Contabilidade – As empresas já em recuperação judicial poderão usufruir dos benefícios?

Macedo – A legislação será aplicável aos processos em curso. Porém, o PL faz uma ressalva em relação a algumas alterações, que somente se aplicarão aos processos novos, tais como: definição de competência do juízo para as varas regionais especializadas, formatação das classes, escolha do administrador judicial e comitê de credores, dentre outros.

Contabilidade – Não é prejudicial ao ambiente de negócios que mudanças como essa acabem acontecendo? Isso não gera uma certa instabilidade e insegurança jurídica?

Macedo – Entendo que não. Pelo contrário. O movimento de alteração da legislação vem passados 14 anos do início de sua vigência, com vários processos tendo sido conduzidos e concluídos nesse período, e com alterações fruto da provocação de diversas entidades envolvidas nesses processos, com base nas experiências positivas e negativas em todo esse período. Como a alteração vem em sua grande parte para modernizar e dinamizar o procedimento, entendo que será favorável ao ambiente de negócios, permitindo mais produtividade das empresas em recuperação judicial, sem prejuízo ao crédito.

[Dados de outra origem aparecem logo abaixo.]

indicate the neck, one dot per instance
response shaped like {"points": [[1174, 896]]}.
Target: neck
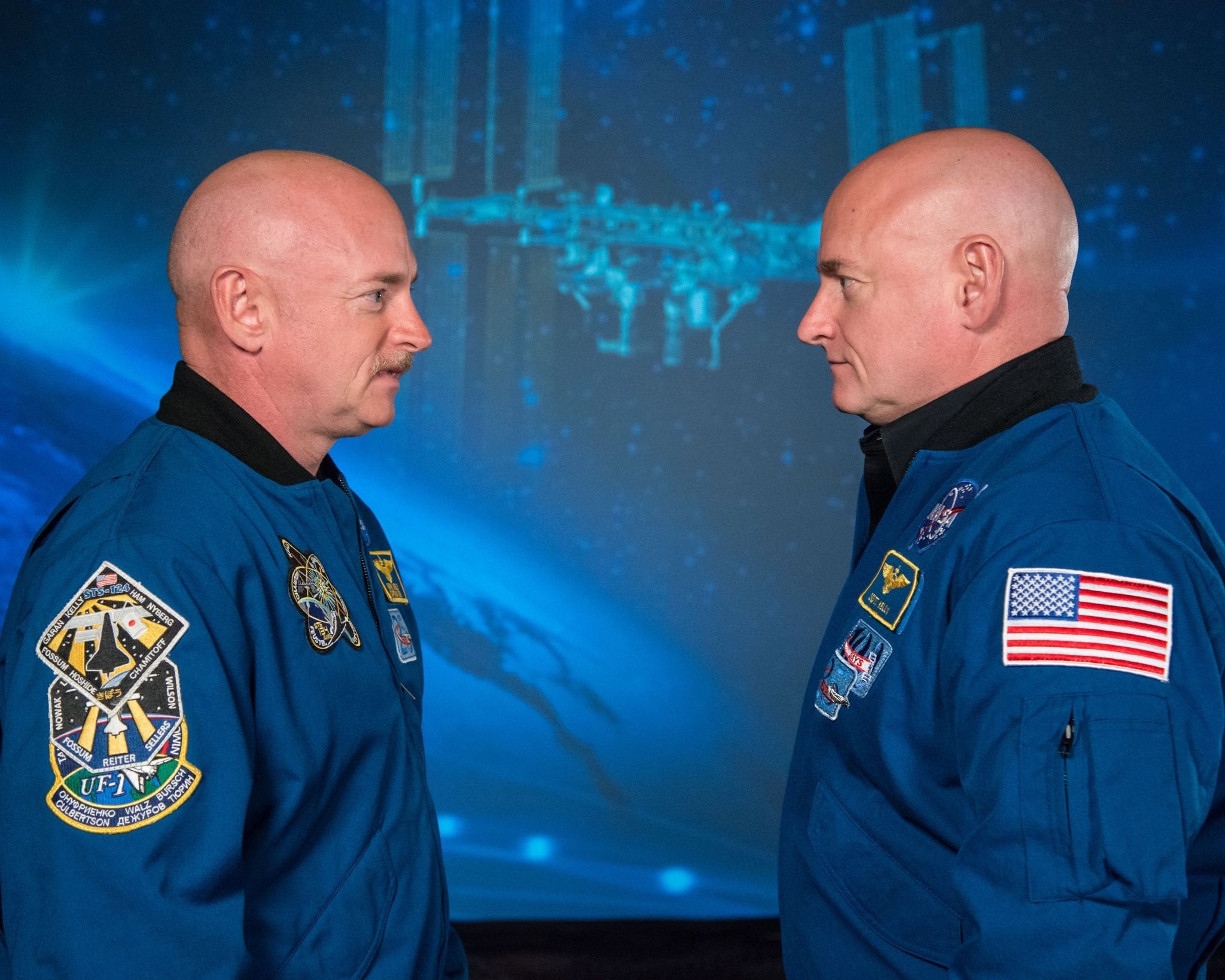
{"points": [[307, 448]]}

Contabilidade – Essas mudanças vinham sendo pleiteadas por algum setor? Se sim, quais?

Macedo – Diversos setores foram envolvidos nas mudanças. A Câmara dos Deputados criou uma comissão especial para analisar a proposta do governo, composta por juízes, advogados, procuradores da Fazenda Nacional, auditores da Receita Federal, entidades de representação da indústria e instituições financeiras.